Advantageous Effects
[0010] According to the present invention, the undercoating layer
of the transparent conductive film has an index of refraction
higher than that of a silicon oxide layer formed by sputtering and
lower than that of a transparent conductive layer to secure
excellent pattern visibility, can be formed in a stable high-speed
production method, and can easily secure thickness uniformity in
width and length directions.
[0011] In addition, since only the conductive layer is formed by
sputtering, the method according to the present invention can
improve a production rate by two times or more, as compared with a
typical method in which a portion of the undercoating layer is
formed by sputtering, and thus can facilitate mass production of
the transparent conductive film.
DESCRIPTION OF DRAWINGS
[0012] FIG. 1 is a sectional view of a transparent conductive film
according to one embodiment of the present invention.
BEST MODE
[0013] The above and other aspects, features, and advantages of the
present invention will become apparent from the detailed
description of the following embodiments in conjunction with the
accompanying drawings. However, it should be understood that the
present invention is not limited to the following embodiments and
may be embodied in different ways, and that the embodiments are
provided for complete disclosure and thorough understanding of the
invention by those skilled in the art. The scope of the invention
should be defined only by the accompanying claims and equivalents
thereof.
[0014] In the drawings, thicknesses of various layers and regions
are enlarged for clarity, and thicknesses of some layers and
regions are exaggerated for convenience. It will be understood that
when an element such as a layer, film, region or substrate is
referred to as being placed "on" another element, it can be
directly placed on the other element, or intervening layer(s) may
also be present.
[0015] Hereinafter, a transparent conductive film and a method for
manufacturing the transparent conductive film according to the
present invention will be described in detail with reference to the
accompanying drawings.
[0016] Transparent Conductive Film
[0017] FIG. 1 shows a schematic sectional view of a transparent
conductive film according to one embodiment of the present
invention. The transparent conductive film according to this
embodiment includes a transparent film 100, an undercoating layer
120, and a conductive layer 130.
[0018] Since the conductive layer 130 is formed in a predetermined
pattern, the transparent conductive film can secure excellent
pattern visibility only when the pattern is hidden. Highly
refractive properties of the undercoating layer 120 allow the
pattern of the conductive layer 130 to be hidden and thus allow the
transparent conductive film to secure excellent pattern visibility.
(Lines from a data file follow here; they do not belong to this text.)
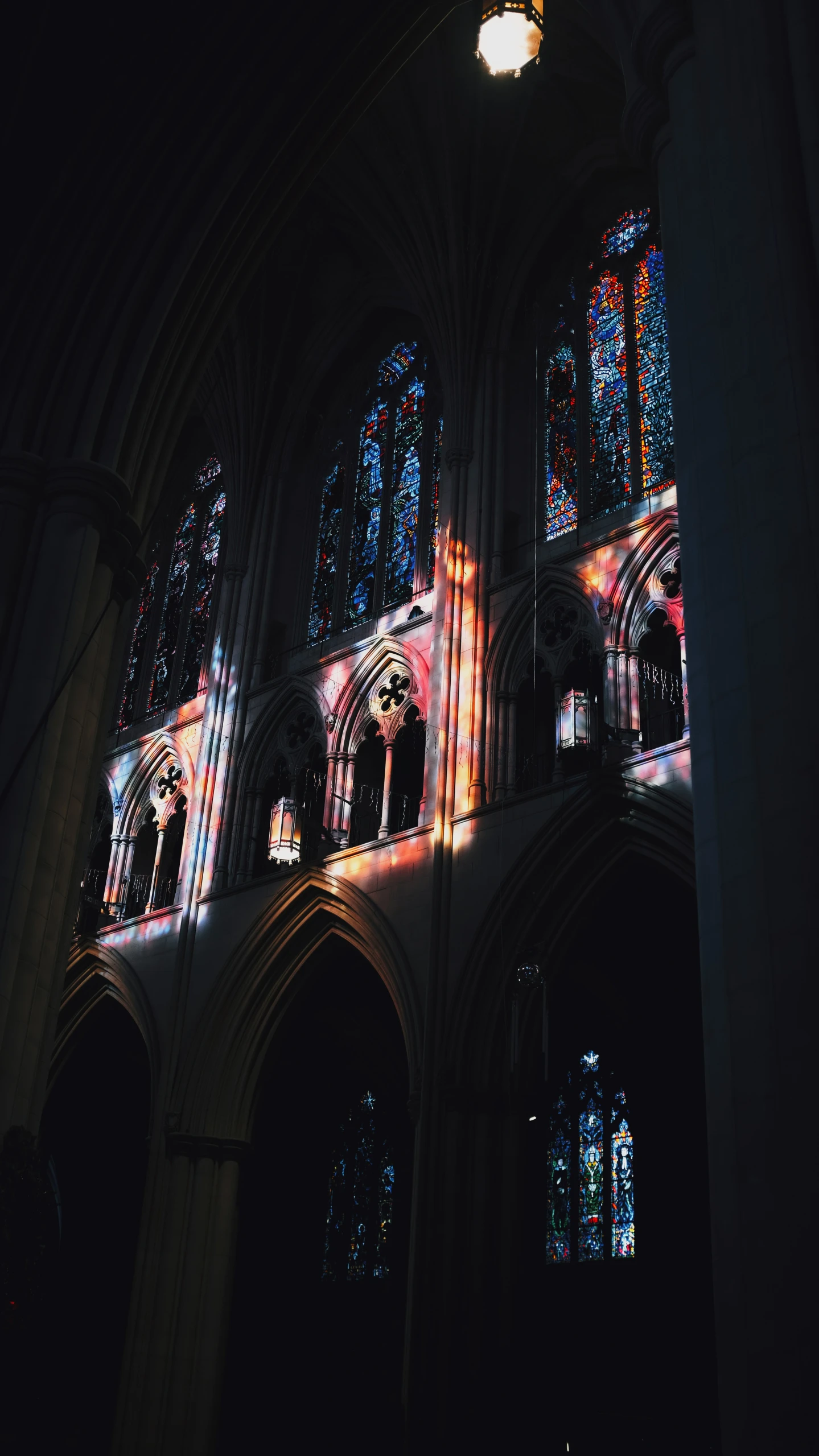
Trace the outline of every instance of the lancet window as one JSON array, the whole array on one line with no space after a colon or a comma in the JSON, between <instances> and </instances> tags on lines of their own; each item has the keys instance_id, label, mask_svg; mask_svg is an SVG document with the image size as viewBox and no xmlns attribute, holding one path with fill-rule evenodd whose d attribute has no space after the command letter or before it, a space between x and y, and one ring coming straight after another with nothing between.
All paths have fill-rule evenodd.
<instances>
[{"instance_id":1,"label":"lancet window","mask_svg":"<svg viewBox=\"0 0 819 1456\"><path fill-rule=\"evenodd\" d=\"M337 441L319 508L307 636L357 626L434 584L442 421L421 345L380 361Z\"/></svg>"},{"instance_id":2,"label":"lancet window","mask_svg":"<svg viewBox=\"0 0 819 1456\"><path fill-rule=\"evenodd\" d=\"M650 208L606 229L546 341L544 534L673 485L663 253Z\"/></svg>"},{"instance_id":3,"label":"lancet window","mask_svg":"<svg viewBox=\"0 0 819 1456\"><path fill-rule=\"evenodd\" d=\"M634 1258L634 1120L596 1051L552 1102L546 1184L549 1264Z\"/></svg>"},{"instance_id":4,"label":"lancet window","mask_svg":"<svg viewBox=\"0 0 819 1456\"><path fill-rule=\"evenodd\" d=\"M379 1130L376 1099L364 1092L341 1125L332 1155L324 1278L389 1274L393 1187L395 1159Z\"/></svg>"},{"instance_id":5,"label":"lancet window","mask_svg":"<svg viewBox=\"0 0 819 1456\"><path fill-rule=\"evenodd\" d=\"M207 460L172 534L159 531L153 540L125 667L119 728L188 702L204 686L224 521L220 472L216 457Z\"/></svg>"}]
</instances>

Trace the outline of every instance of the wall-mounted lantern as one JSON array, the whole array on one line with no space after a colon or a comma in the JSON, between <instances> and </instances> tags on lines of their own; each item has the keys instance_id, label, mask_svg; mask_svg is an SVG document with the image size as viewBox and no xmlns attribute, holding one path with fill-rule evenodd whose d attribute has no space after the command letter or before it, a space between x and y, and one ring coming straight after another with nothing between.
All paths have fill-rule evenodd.
<instances>
[{"instance_id":1,"label":"wall-mounted lantern","mask_svg":"<svg viewBox=\"0 0 819 1456\"><path fill-rule=\"evenodd\" d=\"M481 9L478 55L493 76L520 76L538 61L544 33L544 0L495 0Z\"/></svg>"},{"instance_id":2,"label":"wall-mounted lantern","mask_svg":"<svg viewBox=\"0 0 819 1456\"><path fill-rule=\"evenodd\" d=\"M597 743L597 725L592 695L587 689L570 687L560 700L557 745L567 748L593 748Z\"/></svg>"},{"instance_id":3,"label":"wall-mounted lantern","mask_svg":"<svg viewBox=\"0 0 819 1456\"><path fill-rule=\"evenodd\" d=\"M296 865L302 849L302 815L294 799L278 799L270 815L267 858L277 865Z\"/></svg>"}]
</instances>

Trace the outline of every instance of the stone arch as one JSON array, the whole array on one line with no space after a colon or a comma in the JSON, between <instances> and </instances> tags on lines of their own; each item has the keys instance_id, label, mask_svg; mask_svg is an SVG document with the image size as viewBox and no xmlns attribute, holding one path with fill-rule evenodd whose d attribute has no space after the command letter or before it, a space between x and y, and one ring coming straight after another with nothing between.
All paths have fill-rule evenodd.
<instances>
[{"instance_id":1,"label":"stone arch","mask_svg":"<svg viewBox=\"0 0 819 1456\"><path fill-rule=\"evenodd\" d=\"M389 990L417 1088L421 1008L405 952L367 895L307 868L262 911L219 977L175 1089L181 1133L249 1140L268 1047L302 967L331 935L356 946Z\"/></svg>"},{"instance_id":2,"label":"stone arch","mask_svg":"<svg viewBox=\"0 0 819 1456\"><path fill-rule=\"evenodd\" d=\"M159 1037L143 983L130 962L98 939L76 941L68 957L66 986L57 1016L57 1037L51 1053L48 1088L54 1083L87 1016L105 997L112 997L128 1012L141 1032L150 1067L152 1101L159 1085Z\"/></svg>"},{"instance_id":3,"label":"stone arch","mask_svg":"<svg viewBox=\"0 0 819 1456\"><path fill-rule=\"evenodd\" d=\"M493 1083L504 994L523 951L538 945L548 981L583 901L625 855L637 853L695 887L689 804L676 795L599 775L541 830L510 866L477 927L455 997L447 1060L477 1095ZM544 900L544 884L549 893Z\"/></svg>"}]
</instances>

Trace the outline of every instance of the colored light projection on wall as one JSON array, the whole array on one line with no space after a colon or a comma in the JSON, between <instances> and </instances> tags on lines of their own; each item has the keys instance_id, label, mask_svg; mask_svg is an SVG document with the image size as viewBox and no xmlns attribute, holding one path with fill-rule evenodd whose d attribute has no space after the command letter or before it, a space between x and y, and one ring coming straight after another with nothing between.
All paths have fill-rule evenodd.
<instances>
[{"instance_id":1,"label":"colored light projection on wall","mask_svg":"<svg viewBox=\"0 0 819 1456\"><path fill-rule=\"evenodd\" d=\"M309 641L322 642L332 628L332 594L341 549L341 518L344 515L345 470L334 464L324 482L313 597L310 601Z\"/></svg>"},{"instance_id":2,"label":"colored light projection on wall","mask_svg":"<svg viewBox=\"0 0 819 1456\"><path fill-rule=\"evenodd\" d=\"M634 245L648 232L650 211L648 207L644 207L640 213L624 213L612 227L606 227L600 240L603 258L616 258L631 252Z\"/></svg>"},{"instance_id":3,"label":"colored light projection on wall","mask_svg":"<svg viewBox=\"0 0 819 1456\"><path fill-rule=\"evenodd\" d=\"M185 585L188 582L188 568L191 563L191 547L194 545L195 526L197 507L195 501L191 501L182 514L182 520L176 527L176 536L173 537L171 574L168 577L168 587L165 588L162 626L159 629L159 644L156 648L153 676L150 681L150 696L147 705L149 712L153 712L157 708L165 708L168 703L171 674L173 671L173 655L176 652L176 641L179 638L182 597L185 596Z\"/></svg>"},{"instance_id":4,"label":"colored light projection on wall","mask_svg":"<svg viewBox=\"0 0 819 1456\"><path fill-rule=\"evenodd\" d=\"M373 613L388 434L389 411L383 400L376 399L364 418L358 450L347 587L345 626L348 628L366 622Z\"/></svg>"},{"instance_id":5,"label":"colored light projection on wall","mask_svg":"<svg viewBox=\"0 0 819 1456\"><path fill-rule=\"evenodd\" d=\"M634 1139L628 1125L625 1093L612 1107L612 1257L634 1258Z\"/></svg>"},{"instance_id":6,"label":"colored light projection on wall","mask_svg":"<svg viewBox=\"0 0 819 1456\"><path fill-rule=\"evenodd\" d=\"M219 543L222 539L224 505L226 495L224 491L220 491L208 507L203 527L197 581L194 585L194 600L191 603L191 620L188 625L188 641L185 644L182 678L178 695L178 702L181 703L189 702L189 699L195 697L200 690L200 674L207 638L207 625L210 620L210 609L213 606L213 588L216 582L216 566L219 561Z\"/></svg>"},{"instance_id":7,"label":"colored light projection on wall","mask_svg":"<svg viewBox=\"0 0 819 1456\"><path fill-rule=\"evenodd\" d=\"M548 1181L546 1258L565 1264L571 1258L571 1123L563 1093L549 1124Z\"/></svg>"},{"instance_id":8,"label":"colored light projection on wall","mask_svg":"<svg viewBox=\"0 0 819 1456\"><path fill-rule=\"evenodd\" d=\"M433 447L433 488L430 499L430 549L427 555L427 591L436 584L436 558L439 549L439 498L440 498L440 451L443 443L443 419L436 425L436 443Z\"/></svg>"},{"instance_id":9,"label":"colored light projection on wall","mask_svg":"<svg viewBox=\"0 0 819 1456\"><path fill-rule=\"evenodd\" d=\"M143 662L147 645L147 628L149 619L153 610L153 601L156 597L156 578L159 575L159 547L160 542L154 542L153 550L150 553L147 577L140 593L140 606L137 609L137 622L134 626L134 636L131 641L131 651L128 654L128 665L125 668L125 689L122 693L122 702L119 705L119 718L117 722L118 728L127 728L134 718L137 689L140 684L140 677L143 671Z\"/></svg>"},{"instance_id":10,"label":"colored light projection on wall","mask_svg":"<svg viewBox=\"0 0 819 1456\"><path fill-rule=\"evenodd\" d=\"M322 1278L389 1274L393 1188L395 1162L377 1128L376 1099L364 1092L341 1125L332 1156Z\"/></svg>"},{"instance_id":11,"label":"colored light projection on wall","mask_svg":"<svg viewBox=\"0 0 819 1456\"><path fill-rule=\"evenodd\" d=\"M675 479L666 284L663 255L654 245L647 248L634 272L634 326L643 491L653 495Z\"/></svg>"},{"instance_id":12,"label":"colored light projection on wall","mask_svg":"<svg viewBox=\"0 0 819 1456\"><path fill-rule=\"evenodd\" d=\"M595 1077L597 1063L595 1051L580 1057L577 1258L581 1264L603 1257L603 1093Z\"/></svg>"},{"instance_id":13,"label":"colored light projection on wall","mask_svg":"<svg viewBox=\"0 0 819 1456\"><path fill-rule=\"evenodd\" d=\"M589 300L592 511L616 510L630 492L628 389L622 282L603 272Z\"/></svg>"},{"instance_id":14,"label":"colored light projection on wall","mask_svg":"<svg viewBox=\"0 0 819 1456\"><path fill-rule=\"evenodd\" d=\"M415 578L424 384L414 379L398 402L392 464L392 507L386 550L385 606L410 601Z\"/></svg>"},{"instance_id":15,"label":"colored light projection on wall","mask_svg":"<svg viewBox=\"0 0 819 1456\"><path fill-rule=\"evenodd\" d=\"M560 344L546 365L546 537L577 526L574 352Z\"/></svg>"}]
</instances>

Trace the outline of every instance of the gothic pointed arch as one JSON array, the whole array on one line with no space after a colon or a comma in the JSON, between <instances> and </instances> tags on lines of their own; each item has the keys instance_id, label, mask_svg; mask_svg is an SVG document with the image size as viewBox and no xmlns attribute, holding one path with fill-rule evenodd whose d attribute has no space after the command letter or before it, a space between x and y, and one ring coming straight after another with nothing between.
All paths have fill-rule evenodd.
<instances>
[{"instance_id":1,"label":"gothic pointed arch","mask_svg":"<svg viewBox=\"0 0 819 1456\"><path fill-rule=\"evenodd\" d=\"M284 882L210 993L175 1089L181 1133L249 1140L267 1050L302 967L331 935L358 949L389 990L417 1085L421 1008L405 951L367 895L310 866Z\"/></svg>"}]
</instances>

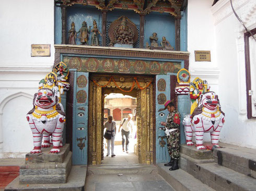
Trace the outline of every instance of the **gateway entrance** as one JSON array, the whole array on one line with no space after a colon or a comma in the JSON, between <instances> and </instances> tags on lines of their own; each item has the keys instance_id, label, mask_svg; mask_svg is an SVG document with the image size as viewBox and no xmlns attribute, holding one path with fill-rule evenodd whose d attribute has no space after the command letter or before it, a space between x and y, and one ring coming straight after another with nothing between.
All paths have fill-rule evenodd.
<instances>
[{"instance_id":1,"label":"gateway entrance","mask_svg":"<svg viewBox=\"0 0 256 191\"><path fill-rule=\"evenodd\" d=\"M137 99L137 147L138 162L154 161L155 131L153 107L154 78L150 76L92 74L89 86L88 164L99 164L104 159L104 95L119 93ZM117 125L118 129L119 126Z\"/></svg>"}]
</instances>

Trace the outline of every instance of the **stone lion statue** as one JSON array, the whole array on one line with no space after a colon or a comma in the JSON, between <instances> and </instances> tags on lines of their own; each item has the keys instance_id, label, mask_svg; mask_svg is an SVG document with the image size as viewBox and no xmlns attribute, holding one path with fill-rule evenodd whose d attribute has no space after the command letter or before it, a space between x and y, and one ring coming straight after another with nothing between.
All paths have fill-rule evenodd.
<instances>
[{"instance_id":1,"label":"stone lion statue","mask_svg":"<svg viewBox=\"0 0 256 191\"><path fill-rule=\"evenodd\" d=\"M40 153L41 145L42 147L50 147L50 135L52 135L53 142L50 152L60 152L65 117L58 104L57 96L52 90L42 88L34 94L33 105L33 109L27 114L34 144L30 153ZM42 144L43 135L44 141Z\"/></svg>"},{"instance_id":2,"label":"stone lion statue","mask_svg":"<svg viewBox=\"0 0 256 191\"><path fill-rule=\"evenodd\" d=\"M192 139L194 132L196 149L205 149L203 145L204 133L210 133L212 146L219 148L219 134L224 122L225 113L221 110L218 96L214 92L201 94L197 107L183 120L187 145L194 145Z\"/></svg>"}]
</instances>

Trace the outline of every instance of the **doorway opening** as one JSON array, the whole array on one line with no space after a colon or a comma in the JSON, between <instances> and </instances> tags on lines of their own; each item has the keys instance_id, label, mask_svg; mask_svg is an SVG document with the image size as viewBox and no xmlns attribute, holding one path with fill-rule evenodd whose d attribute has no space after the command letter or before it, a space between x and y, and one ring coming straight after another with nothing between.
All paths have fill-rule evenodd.
<instances>
[{"instance_id":1,"label":"doorway opening","mask_svg":"<svg viewBox=\"0 0 256 191\"><path fill-rule=\"evenodd\" d=\"M155 92L153 90L155 78L147 75L135 77L112 74L92 74L89 79L88 164L100 164L107 161L106 149L103 144L104 122L111 113L111 109L106 107L104 101L105 95L111 93L121 93L123 95L130 96L133 98L132 99L134 100L133 101L136 101L136 104L133 103L136 109L127 106L122 108L113 108L111 114L114 116L114 120L118 122L121 121L122 118L126 117L131 112L135 114L135 118L133 116L133 119L136 121L137 127L137 141L135 141L137 144L135 152L137 151L137 156L135 155L136 161L138 161L141 164L153 163L155 159L155 111L153 101L155 99ZM120 123L118 123L118 130L119 125ZM133 132L132 136L134 135L135 136ZM122 148L121 149L122 151ZM110 156L108 159L114 161L117 158L111 158Z\"/></svg>"},{"instance_id":2,"label":"doorway opening","mask_svg":"<svg viewBox=\"0 0 256 191\"><path fill-rule=\"evenodd\" d=\"M103 90L103 91L109 92L114 90ZM135 91L136 91L135 90ZM103 160L101 163L107 165L132 165L138 164L138 152L137 147L137 116L136 116L136 98L132 96L125 95L125 93L113 93L104 95L104 123L108 123L108 117L111 116L113 121L116 123L115 136L114 137L113 153L112 152L112 147L109 144L109 151L108 151L107 141L103 139ZM122 133L120 125L124 124L125 127L127 123L129 117L131 117L129 124L133 124L129 129L129 135L127 136L129 141L128 150L126 150L126 137ZM128 129L128 128L127 128ZM106 129L104 131L106 131ZM124 130L123 130L124 131ZM123 136L122 136L123 135ZM107 156L107 155L108 156ZM115 156L112 157L112 155Z\"/></svg>"}]
</instances>

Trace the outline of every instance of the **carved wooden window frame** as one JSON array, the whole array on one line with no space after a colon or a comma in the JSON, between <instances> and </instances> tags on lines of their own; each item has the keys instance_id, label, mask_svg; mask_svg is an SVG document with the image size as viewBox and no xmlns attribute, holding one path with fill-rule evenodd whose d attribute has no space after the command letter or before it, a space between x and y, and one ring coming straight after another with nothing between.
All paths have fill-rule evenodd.
<instances>
[{"instance_id":1,"label":"carved wooden window frame","mask_svg":"<svg viewBox=\"0 0 256 191\"><path fill-rule=\"evenodd\" d=\"M244 34L245 38L245 54L246 63L246 92L247 99L247 118L248 119L256 119L256 117L252 117L252 96L250 95L249 91L251 90L251 65L250 60L250 44L249 37L251 36L251 34L254 35L256 34L256 28L252 29L249 32L247 32ZM256 94L256 92L253 93Z\"/></svg>"}]
</instances>

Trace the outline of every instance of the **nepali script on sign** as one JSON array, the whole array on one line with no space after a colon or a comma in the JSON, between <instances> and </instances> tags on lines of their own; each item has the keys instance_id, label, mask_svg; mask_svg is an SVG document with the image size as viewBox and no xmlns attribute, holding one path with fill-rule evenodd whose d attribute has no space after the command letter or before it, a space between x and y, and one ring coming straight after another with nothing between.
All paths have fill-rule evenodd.
<instances>
[{"instance_id":1,"label":"nepali script on sign","mask_svg":"<svg viewBox=\"0 0 256 191\"><path fill-rule=\"evenodd\" d=\"M50 56L50 44L31 44L31 56Z\"/></svg>"},{"instance_id":2,"label":"nepali script on sign","mask_svg":"<svg viewBox=\"0 0 256 191\"><path fill-rule=\"evenodd\" d=\"M195 50L195 61L211 61L211 52L206 50Z\"/></svg>"}]
</instances>

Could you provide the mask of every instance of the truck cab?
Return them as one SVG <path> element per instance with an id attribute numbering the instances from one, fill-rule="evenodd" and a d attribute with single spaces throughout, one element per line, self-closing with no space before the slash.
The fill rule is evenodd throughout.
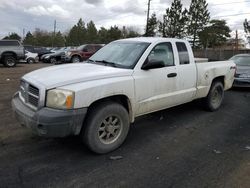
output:
<path id="1" fill-rule="evenodd" d="M 185 40 L 122 39 L 84 63 L 24 75 L 12 106 L 39 136 L 80 135 L 92 151 L 107 153 L 124 142 L 136 117 L 199 98 L 218 110 L 234 74 L 232 61 L 195 63 Z"/>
The transparent film 110 may be a film exhibiting excellent
transparency and strength. A material of the transparent film 110
may include polyethylene terephthalate (PET), polyethylene
naphthalate (PEN), polyethersulfone (PES), polycarbonate (PC),
polypropylene (PP), norbornene resins, and the like. These
materials may be used alone or in combination thereof. In addition,
the transparent film 110 may be a monolayer or multilayer film.
[0019] The undercoating layer 120 serves to improve adhesion and
transmittance between the transparent film 110 and the conductive
layer 130. Considering that the conductive layer 130 has an index
of refraction of about 1.9 to about 2.0, it is advantageous that a
difference in index of refraction between the transparent film 110
and the undercoating layer 120 is in a suitable level to reduce a
difference in reflectance. Advantageously, the difference in index
of refraction ranges from 0.15 to 0.30, preferably from 0.20 to
0.25. Since silicon oxide (SiO.sub.2) generally used for the
undercoating layer merely has an index of refraction of about 1.45,
inorganic particles 140 are used to obtain an index of refraction
of the undercoating layer which is suitable for the transparent
films.
[0020] The undercoating layer 120 may be formed in a single layer,
and aims at securing pattern visibility while being capable of
being formed by wet coating which is a relatively simple process.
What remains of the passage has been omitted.